The first ETF was the SPDR S&P Global Infrastructure ETF (GII), it is also one of the biggest along with iShares Global Infrastructure (IGF) and although newer, the FlexShares STOXX Global Broad Infrastructure Index Fund (NFRA) is also pretty big in terms of AUM.
At the sector level, infrastructure can incorporate a lot of different things. When GII first listed, it had 90% in utilities and at the time I said it would simply (and obviously) be a proxy for the utility sector. Subsequently the underlying index was changed and how it has about 40% in utilities and 40% in industrials. This is similar to IGF which has 40% in utilities and 40% in transportation which is a subset of industrials. The funds have traded similarly in recent years without offering much to write home about in terms of performance. NFRA oddly (to me) has its largest sector weighting to telecommunications, actually tied with energy, each at 29%.
While I bet there is a persuasive argument to be made for telecom as infrastructure I would not want Verizon (VZ) and AT&T (T) as my two largest positions at about 4% each in the fund to express that argument followed by 3.5% more in Comcast (CMCSA).
ETF.com cites 11 funds in the infrastructure niche and most of them offer broad or broad-ish sector diversification except for maybe the First Trust Nasdaq Clean Edge Smart GRID Infrastructure Index (GRID) which appears to tilt more heavily to tech and industrials.
Using GRID or a fund like Global X US Infrastructure Development ETF (PAVE) as a proxy for industrials, which have a 60% weight in the fund can make sense for someone who buys into the above mentioned Barron’s article but something that is 40% in utilities, PAVE has 3% in utilities, wouldn’t make as much sense as the low volatility of utilities could easily offset the industrial exposure. Underscoring that point, GII has a much closer correlation to utilities than it does to industrials.
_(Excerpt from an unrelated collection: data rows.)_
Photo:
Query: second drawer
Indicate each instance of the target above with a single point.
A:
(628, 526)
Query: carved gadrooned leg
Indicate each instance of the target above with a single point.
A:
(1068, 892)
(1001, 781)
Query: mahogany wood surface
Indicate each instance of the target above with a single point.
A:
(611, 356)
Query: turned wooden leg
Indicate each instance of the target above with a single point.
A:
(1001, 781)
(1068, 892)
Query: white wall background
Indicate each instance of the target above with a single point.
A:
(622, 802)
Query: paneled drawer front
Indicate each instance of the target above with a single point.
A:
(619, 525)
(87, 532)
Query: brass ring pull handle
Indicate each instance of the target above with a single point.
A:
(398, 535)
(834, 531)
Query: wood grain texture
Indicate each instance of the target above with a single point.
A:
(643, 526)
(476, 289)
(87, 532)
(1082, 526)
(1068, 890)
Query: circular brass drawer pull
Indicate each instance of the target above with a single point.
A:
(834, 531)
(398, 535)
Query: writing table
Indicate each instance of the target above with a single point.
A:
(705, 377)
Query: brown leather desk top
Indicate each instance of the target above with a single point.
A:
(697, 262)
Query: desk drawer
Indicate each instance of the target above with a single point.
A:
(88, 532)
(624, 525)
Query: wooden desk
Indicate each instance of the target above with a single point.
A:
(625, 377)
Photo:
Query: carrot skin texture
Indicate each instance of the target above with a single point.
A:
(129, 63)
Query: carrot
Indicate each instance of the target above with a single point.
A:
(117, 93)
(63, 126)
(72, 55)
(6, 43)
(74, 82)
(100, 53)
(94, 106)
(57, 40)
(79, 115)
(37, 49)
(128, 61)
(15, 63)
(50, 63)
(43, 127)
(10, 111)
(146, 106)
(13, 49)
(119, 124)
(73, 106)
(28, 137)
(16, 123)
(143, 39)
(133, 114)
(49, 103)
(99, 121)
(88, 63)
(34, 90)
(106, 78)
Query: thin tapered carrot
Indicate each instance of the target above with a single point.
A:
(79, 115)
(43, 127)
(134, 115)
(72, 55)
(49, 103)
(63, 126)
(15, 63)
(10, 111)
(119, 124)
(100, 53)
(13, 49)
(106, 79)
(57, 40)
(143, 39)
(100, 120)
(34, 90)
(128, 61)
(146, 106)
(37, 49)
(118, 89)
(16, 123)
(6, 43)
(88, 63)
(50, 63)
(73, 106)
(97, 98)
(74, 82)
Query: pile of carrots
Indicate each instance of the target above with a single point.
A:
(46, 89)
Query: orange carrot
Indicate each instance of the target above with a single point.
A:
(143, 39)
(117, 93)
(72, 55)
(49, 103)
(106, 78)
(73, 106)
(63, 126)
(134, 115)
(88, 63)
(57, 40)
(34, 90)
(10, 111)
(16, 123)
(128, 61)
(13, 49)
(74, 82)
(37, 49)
One thing to consider with any narrow based theme is that you might be better off with individual stocks and that might be the case with infrastructure. I believe toll roads are the most interesting part of infrastructure but there is no toll road ETF. The ProShares fund with symbol TOLZ only has 6% in toll roads. I view them as low volatility, cash flow heavy, dividend payers which would essentially be the opposite of what Barron’s is talking about this week. I’ve written many times about these in the past. The extent to which they deliver on the low volatility part admittedly ebbs and flows but does so enough for me to have faith in the exposure.
Airports could also be lower beta dividend payers but like most of the toll roads, these would be harder to trade foreign stocks. A couple of examples; Sydney Airport yields 4%, Auckland Airport yields 3.71%. I will write more about these later.
I don’t currently have any exposure for clients to any infrastructure ETFs. I think of publicly traded exchanges as being infrastructure-ish and have owned CBOE for clients for quite a few years. Looking forward, payment infrastructure could be thought of also being infrastructure-ish including the credit cards, most client own Master Card (MA), most clients also own Square (SQ) which is a fit here too.